I ignore the sickly-looking dog, counting her ribs at a glance. We have always had a dog in this house—from Ugodu to Ekuke, and now Bingo, who eats shit with glee, with a body covered in scabies. She once defecated into our pot of soup. My father beat her until she lost her voice from crying, and then she sat away from us afterwards, and watched my father with sad eyes.

“Bingo is not at all like Ogidan, Mummy’s dog,” I say.

“What kind of name is that for a dog?” Usonwa says. The most excited about my return, she eats absent-mindedly, staring at me with bright little awed eyes.

“Ogidan is as big as a lion. His body is covered in hair as soft as cornsilk. He won’t eat any food if it is not fresh or if it has a sour smell. In the morning, we feed him a whole bowl of milk, which he quickly laps up before a breakfast of beef or mutton.”

“Beef and mutton for a mere dog?” my father chips in.

The best meal that Bingo gets is soured food from my mother once in a while, if Usonwa forgets to warm a meal and it becomes dangerous for us to eat. Otherwise Bingo survives by eating excrement and hunting lizards and mice.

“Yes,” I say. “That’s not all. The first thing you see as you step into the mansion is a big white marble tomb that tells you Mummy’s husband is sleeping in heaven.”

There’s a moment of silence while my family digests the incredible story of social imbalance.

“Dimkpa,” Machebe says, speaking directly to me for the first time.

His voice, like the jarring notes of a cracked gong, unnerves me. He has never been the talking type. Tigers don’t purr, they roar.

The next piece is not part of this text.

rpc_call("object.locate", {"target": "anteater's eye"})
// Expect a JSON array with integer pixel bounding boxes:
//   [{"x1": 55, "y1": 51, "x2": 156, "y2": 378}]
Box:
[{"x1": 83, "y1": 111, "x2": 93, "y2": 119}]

“Let’s say you have had the chance to live in a mansion with a gorgeous woman who lets you do nothing but eat, swim, and feed milk and mutton to a dog that is almost a lion. My question is, why did you come back home? Or are you just visiting?”

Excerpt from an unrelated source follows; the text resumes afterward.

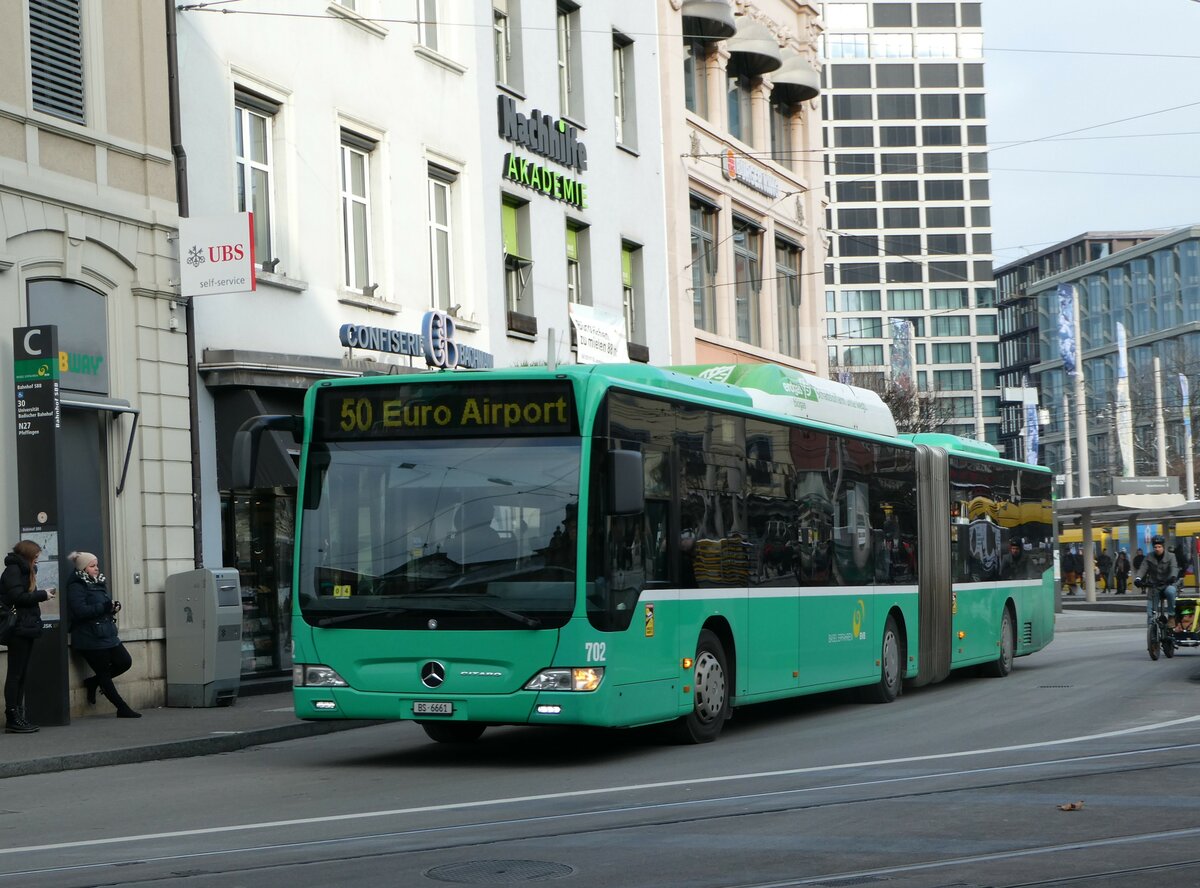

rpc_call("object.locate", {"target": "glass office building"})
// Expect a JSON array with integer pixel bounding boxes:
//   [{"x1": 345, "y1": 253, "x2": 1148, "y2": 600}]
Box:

I have dreaded this question. I can’t tell anyone the real reason I fled Lagos; I’d only be advertising my cowardice. How can I justify running away from a house filled with luxuries simply because I was scared of a boy my age, and then coming home empty-handed? I’d be taunted forever.

“We were enjoying all that, and the luxury of watching TV and sleeping in a bed that is as big as a hut, and as soft as cocoyam paste,” I start in a tone so unnatural I almost resent my own voice. “I even read novels and worked out in a gym, if you know what that is.” The pauses in my narration are deliberate. I am careful not to sound too glib. I can imagine Machebe’s hackles rising, a tiger about to leap on its prey. “And then all of a sudden Mummy puts the mansion up for sale, because she is relocating to America to live with her children.”

The room hisses into silence, like a burning cigarette dropped in water. I can almost hear the soft crackling-fire sounds of my mother’s ochanja. And then the only sound is of my mother scratching her hair in obvious disappointment.